The other difference in CC is the variety. Tibouren. Almost exclusively used by CC. I notice that Randal Gramh has a rosé with this variety.
Us country folk are always mixing and distilling! It’s our DNA.
I’ve done it a number of times, especially back in the day when I had numerous bottles of Parkerized Bordeaux crap, and occasionally cut some with Loire Cab Franc, if I had some open, just to see what happened. Some were quite decent, actually. Granted, this mix is still true to the Bordeaux varietals.

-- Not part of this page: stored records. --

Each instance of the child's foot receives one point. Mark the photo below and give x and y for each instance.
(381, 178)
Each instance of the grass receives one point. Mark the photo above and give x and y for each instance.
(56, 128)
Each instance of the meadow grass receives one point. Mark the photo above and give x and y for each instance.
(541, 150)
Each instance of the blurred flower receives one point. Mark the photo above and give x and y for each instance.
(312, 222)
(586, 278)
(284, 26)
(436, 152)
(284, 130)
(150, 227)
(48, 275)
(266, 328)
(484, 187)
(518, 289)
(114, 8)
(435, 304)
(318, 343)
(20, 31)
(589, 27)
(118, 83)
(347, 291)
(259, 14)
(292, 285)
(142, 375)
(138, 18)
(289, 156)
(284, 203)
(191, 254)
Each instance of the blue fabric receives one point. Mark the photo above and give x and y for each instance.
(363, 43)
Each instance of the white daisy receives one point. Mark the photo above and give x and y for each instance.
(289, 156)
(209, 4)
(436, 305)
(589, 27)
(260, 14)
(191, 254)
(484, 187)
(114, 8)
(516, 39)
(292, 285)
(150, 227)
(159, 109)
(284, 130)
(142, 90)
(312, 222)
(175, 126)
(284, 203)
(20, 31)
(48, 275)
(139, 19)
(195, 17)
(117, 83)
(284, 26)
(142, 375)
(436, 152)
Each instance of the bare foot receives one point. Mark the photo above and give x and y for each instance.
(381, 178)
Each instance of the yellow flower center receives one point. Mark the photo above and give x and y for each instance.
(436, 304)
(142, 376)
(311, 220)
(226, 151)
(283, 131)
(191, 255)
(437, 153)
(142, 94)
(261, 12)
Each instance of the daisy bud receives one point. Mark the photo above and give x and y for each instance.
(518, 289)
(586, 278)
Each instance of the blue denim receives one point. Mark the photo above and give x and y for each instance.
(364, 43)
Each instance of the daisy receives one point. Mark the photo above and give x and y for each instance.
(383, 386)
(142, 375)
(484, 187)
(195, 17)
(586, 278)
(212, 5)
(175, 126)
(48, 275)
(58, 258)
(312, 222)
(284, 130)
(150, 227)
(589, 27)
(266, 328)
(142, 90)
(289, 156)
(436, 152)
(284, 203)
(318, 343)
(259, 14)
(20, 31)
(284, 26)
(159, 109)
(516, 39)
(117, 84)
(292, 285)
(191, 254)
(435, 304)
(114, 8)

Plus, I understand regular champagne is really great with Florida OJ as well!
I don’t really do this, but I am a fan when winemakers blend to end up with their ideal of the best cuvee’.
For single variety I think of Drouhin’s excellent 1er blends like the Chambolle 1er or Gevrey 1er, which can even out problems across vintage/vineyards and lead to a better expression of the area. I am not a Bordeaux/Napa guy, but Cab+Merlot/Cab Franc/Petit Verdot beats straight Cab for me. Cote Rotie with Viognier? Yes please.
If blending is good enough for these time-honored French reds, why not us?
To be clear, I went to one tasting at Ovid, got more than just a bit tipsy, and left with a lot of wine, at wife’s prodding and so as not to appear like a Cheapskate! My buddy bought four cases plus some mags, 100% true!
And I own no Cayuse. Never had one actually. Would like to at least try.
It happens - I’m sure that Ovid will come in handy with mixing with Loire 2013s! But your friend…four cases…and mags…imagine waking up the next morning and seeing them sitting there grinning at you…poor sod! Enough for a whole life of blending!